Further, as evidenced in the instance of Trump, the nepo baby way of life is practiced by right-wing authoritarians around the world. “It is curious how right-wing authoritarian types like Erdogan and Museveni feel no shame at unethically utilizing and undemocratically increasing the advantages of incumbency as elections approach,” I tweeted this weekend. It is such a powerful force — an animal force — in, ironically, human nature. Such behavior can only be properly construed under the category of evolutionary biology. One almost has to look to the Great Apes, with whom we share the most recent common ancestry, for clues as to the origins of our own thoroughgoing reliance on cumulative cultural achievements. It is perhaps through this prism that we can gain a proper understanding of the unconscious power that the infinite increase of generational wealth has over human beings …
On a lighter note: Not all Nepo babes are so— how does one say this politely? — shameless.
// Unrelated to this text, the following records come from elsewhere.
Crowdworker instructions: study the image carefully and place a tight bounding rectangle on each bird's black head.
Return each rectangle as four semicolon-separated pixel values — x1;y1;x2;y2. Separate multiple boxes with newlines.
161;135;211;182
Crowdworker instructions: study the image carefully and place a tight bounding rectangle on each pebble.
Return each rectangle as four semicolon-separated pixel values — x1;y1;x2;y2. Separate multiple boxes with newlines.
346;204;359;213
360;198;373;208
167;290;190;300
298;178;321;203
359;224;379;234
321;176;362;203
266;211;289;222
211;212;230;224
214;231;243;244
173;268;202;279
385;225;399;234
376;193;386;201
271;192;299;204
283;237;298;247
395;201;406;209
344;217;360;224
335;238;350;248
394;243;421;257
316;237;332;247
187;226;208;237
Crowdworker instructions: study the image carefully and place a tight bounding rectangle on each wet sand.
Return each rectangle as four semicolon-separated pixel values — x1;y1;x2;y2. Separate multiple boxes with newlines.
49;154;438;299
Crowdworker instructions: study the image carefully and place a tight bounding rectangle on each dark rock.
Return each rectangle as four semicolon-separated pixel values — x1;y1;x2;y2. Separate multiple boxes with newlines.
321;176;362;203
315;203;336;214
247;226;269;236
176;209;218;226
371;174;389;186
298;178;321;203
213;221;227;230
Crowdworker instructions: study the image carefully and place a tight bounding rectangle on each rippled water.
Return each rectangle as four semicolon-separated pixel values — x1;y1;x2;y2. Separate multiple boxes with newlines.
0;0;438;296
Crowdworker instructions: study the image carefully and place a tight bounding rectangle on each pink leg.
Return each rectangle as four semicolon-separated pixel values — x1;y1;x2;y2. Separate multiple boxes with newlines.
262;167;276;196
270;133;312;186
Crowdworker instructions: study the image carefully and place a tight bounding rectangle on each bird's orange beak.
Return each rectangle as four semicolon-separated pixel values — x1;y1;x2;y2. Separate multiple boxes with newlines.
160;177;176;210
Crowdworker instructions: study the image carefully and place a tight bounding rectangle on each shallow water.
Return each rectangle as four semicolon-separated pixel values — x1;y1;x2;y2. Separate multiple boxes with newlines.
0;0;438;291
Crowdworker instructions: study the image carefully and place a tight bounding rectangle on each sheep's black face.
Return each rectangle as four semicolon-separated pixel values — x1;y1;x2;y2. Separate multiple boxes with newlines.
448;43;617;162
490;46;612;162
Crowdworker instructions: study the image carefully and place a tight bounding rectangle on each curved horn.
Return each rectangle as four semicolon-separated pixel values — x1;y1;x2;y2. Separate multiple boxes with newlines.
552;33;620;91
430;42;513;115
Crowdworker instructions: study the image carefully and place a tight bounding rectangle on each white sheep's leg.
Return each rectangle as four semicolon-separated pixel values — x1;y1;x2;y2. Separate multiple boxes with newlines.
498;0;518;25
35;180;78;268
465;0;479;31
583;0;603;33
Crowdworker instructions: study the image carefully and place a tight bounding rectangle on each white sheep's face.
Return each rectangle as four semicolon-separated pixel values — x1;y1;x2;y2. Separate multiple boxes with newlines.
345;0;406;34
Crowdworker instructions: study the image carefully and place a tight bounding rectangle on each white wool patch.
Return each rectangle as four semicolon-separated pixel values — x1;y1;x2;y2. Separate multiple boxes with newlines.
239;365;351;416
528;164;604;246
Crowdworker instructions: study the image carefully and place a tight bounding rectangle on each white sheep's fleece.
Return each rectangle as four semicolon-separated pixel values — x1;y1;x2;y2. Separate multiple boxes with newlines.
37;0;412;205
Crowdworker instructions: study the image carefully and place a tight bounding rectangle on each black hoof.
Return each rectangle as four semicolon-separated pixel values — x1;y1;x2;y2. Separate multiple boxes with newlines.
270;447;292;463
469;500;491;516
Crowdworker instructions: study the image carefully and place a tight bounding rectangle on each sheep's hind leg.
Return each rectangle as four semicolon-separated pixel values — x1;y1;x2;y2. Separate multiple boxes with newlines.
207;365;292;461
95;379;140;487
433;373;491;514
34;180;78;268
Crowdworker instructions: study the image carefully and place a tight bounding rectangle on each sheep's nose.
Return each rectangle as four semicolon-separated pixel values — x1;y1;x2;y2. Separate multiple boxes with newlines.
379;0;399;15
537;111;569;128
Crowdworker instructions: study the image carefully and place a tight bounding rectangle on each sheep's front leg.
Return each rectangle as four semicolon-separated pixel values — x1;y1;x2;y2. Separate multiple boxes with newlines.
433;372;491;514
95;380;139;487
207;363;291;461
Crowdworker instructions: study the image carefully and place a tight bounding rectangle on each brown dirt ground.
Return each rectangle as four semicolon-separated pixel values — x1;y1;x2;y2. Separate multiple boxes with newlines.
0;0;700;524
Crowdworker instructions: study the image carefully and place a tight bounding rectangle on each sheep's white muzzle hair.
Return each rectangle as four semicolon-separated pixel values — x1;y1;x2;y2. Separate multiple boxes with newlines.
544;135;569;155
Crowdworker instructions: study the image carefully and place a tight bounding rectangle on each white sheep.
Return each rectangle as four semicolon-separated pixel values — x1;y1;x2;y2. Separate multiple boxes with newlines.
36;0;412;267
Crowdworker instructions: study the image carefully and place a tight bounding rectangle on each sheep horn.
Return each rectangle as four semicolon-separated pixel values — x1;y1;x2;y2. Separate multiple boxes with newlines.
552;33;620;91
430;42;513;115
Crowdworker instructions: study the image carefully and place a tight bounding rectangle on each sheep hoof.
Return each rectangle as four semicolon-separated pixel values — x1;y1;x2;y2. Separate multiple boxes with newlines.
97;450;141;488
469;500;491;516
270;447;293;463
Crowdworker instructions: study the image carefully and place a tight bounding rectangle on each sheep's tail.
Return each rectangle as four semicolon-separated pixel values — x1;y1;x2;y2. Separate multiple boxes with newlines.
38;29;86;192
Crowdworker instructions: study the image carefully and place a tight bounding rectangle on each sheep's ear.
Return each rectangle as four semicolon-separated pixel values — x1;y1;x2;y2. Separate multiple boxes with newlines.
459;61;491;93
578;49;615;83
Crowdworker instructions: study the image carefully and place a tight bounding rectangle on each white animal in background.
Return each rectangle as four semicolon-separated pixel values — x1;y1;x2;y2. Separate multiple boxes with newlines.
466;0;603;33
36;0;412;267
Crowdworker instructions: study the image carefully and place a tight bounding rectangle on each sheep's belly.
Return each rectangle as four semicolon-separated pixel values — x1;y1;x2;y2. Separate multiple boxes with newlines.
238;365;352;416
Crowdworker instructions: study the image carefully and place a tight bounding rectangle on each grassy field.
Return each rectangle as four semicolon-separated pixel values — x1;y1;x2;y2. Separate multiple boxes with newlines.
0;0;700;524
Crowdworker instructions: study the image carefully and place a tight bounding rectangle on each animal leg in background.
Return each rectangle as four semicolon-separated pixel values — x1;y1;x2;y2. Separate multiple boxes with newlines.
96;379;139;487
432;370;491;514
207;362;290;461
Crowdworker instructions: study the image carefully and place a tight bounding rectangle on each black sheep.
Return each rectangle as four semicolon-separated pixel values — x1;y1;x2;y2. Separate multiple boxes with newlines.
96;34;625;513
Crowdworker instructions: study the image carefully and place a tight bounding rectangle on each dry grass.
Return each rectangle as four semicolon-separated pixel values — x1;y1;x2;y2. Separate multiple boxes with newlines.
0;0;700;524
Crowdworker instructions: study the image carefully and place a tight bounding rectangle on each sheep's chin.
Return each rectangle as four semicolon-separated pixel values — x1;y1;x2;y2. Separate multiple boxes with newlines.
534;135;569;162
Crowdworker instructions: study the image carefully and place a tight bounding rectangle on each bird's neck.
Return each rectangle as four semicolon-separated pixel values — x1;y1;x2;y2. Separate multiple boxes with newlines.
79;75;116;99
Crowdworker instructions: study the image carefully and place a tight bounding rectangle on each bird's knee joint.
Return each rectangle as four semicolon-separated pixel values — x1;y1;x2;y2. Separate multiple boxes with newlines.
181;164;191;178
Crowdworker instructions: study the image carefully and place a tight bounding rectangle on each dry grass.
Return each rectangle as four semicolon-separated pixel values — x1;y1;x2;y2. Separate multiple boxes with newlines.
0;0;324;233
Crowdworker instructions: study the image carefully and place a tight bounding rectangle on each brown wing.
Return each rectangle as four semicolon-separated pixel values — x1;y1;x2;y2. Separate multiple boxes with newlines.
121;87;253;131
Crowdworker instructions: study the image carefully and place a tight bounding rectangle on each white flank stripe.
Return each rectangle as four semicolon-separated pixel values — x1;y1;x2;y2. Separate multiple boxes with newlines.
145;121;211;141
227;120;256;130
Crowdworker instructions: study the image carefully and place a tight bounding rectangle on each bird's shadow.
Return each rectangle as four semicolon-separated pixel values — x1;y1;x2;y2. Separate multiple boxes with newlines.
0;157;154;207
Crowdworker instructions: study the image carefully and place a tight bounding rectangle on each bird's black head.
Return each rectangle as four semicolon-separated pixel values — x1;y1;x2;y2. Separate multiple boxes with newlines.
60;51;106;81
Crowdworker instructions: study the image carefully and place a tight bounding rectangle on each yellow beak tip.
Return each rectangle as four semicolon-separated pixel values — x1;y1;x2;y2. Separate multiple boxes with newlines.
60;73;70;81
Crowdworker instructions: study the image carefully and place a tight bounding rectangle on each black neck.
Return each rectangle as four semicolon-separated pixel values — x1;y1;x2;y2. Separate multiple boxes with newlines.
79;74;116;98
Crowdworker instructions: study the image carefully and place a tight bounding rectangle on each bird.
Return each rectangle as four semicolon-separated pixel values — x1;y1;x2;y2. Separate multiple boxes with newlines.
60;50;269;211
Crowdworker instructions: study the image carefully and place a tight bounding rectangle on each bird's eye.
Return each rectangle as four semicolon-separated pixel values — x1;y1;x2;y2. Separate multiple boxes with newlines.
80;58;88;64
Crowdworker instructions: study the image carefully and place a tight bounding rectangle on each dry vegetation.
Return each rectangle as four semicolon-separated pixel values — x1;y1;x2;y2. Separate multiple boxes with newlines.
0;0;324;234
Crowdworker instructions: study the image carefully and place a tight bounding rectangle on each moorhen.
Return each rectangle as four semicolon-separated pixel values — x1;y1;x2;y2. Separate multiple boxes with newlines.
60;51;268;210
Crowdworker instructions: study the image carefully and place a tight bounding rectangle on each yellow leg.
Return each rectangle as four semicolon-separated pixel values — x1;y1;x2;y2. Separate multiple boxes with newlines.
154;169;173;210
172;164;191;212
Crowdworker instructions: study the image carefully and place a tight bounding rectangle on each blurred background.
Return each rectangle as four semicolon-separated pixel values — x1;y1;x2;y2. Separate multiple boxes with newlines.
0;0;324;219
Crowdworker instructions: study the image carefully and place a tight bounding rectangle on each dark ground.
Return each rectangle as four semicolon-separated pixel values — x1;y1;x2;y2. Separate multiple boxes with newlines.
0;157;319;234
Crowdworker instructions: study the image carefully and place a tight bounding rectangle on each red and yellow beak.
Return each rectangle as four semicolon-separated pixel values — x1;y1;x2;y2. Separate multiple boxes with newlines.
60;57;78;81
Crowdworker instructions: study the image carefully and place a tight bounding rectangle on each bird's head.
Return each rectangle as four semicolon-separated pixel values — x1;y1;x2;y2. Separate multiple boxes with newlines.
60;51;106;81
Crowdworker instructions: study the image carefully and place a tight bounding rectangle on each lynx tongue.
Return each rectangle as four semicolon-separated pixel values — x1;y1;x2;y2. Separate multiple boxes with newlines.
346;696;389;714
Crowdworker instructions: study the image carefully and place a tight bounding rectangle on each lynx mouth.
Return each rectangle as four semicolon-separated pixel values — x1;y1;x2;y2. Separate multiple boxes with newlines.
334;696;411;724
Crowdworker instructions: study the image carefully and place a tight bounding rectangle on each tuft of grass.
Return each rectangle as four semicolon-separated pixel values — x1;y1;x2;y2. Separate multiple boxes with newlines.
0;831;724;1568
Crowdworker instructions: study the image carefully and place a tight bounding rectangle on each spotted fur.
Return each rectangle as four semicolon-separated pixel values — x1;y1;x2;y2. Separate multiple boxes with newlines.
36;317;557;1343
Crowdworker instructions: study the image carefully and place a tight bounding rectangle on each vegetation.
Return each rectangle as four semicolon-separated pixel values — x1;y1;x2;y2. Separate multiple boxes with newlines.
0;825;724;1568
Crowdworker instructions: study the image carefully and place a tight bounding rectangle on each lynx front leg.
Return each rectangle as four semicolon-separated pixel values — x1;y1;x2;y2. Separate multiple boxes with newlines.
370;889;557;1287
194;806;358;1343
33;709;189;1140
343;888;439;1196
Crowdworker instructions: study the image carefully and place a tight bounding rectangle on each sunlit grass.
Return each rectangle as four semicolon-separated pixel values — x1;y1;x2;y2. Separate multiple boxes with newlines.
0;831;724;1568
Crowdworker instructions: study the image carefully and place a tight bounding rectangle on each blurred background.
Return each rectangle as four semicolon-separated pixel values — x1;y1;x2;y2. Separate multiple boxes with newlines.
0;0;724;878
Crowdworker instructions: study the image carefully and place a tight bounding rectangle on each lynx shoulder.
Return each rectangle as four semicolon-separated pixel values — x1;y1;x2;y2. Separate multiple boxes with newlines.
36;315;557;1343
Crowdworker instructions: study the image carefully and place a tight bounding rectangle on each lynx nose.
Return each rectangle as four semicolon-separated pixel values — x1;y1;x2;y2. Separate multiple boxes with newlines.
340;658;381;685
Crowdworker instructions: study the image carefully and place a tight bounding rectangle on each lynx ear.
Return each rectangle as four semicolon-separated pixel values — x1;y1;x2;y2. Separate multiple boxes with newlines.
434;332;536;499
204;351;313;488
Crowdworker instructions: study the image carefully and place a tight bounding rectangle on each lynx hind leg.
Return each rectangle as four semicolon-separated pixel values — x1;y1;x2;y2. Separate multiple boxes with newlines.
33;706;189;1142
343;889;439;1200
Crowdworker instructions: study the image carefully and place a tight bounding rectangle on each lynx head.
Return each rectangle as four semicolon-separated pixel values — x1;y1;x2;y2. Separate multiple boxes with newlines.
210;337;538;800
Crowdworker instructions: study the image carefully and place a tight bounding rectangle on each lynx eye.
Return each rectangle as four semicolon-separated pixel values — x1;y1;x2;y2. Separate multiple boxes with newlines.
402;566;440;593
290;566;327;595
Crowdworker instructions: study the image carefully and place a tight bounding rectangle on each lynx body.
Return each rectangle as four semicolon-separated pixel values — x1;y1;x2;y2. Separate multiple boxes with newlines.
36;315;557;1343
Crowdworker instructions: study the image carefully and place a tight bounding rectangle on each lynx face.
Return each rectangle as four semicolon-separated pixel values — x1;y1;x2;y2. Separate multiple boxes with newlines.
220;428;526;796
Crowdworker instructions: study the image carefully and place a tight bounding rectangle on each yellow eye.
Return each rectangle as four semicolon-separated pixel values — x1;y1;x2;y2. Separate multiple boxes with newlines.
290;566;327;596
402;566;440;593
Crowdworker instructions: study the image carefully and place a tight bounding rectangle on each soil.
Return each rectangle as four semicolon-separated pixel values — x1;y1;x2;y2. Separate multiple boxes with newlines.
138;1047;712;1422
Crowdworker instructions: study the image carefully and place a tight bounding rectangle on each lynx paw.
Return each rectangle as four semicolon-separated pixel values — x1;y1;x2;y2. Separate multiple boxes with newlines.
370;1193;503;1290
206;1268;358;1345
Some are politely embarrassed by the birth lottery and the general misery of so much human life, particularly among their fellow citizens. “The Giving Pledge,” founded by the Gates family and Warren Buffett, aims to close the yawning gap between the rich and the poor with regards to generational wealth. At least 115 billionaires have already pledged to give half or more of their wealth to targeted philanthropies, not directly to their children. Of course, the nepo babies will all inherit millions, even hundreds of millions. But even Warren Buffett acknowledges that the vast inheritance of wealth is bad for anything remotely resembling a democracy. As he told CBS News in 2016:
Warren Buffett: Adding to the wealth they have now has no real utility. But that wealth has incredible utility to other people. It can educated children, it can vaccinate children, it can do
Charlie Rose -- of course -- gave the devil's argument in favor of the evolutionary biology of primates.
Rose: I want to give it to my children. That's what I want to do. What's wrong with that?
Warren Buffett: I don't really think that as a society we want to confer blessings on generation after generation who contribute nothing to society simply because someone in the far distant past happened to amass a great amount of wealth.
I’m not sure Buffett’s altruistic argument changed Charlie’s mind, or what passes for it. Rose has yet to rise above the kingdom of the apes. But at least he listened, as any good courtier must, and delivered a message via his platform that was as important then as it is now today.
Not that it will change much. But acknowledging the problem, at least, by the principals is a beginning.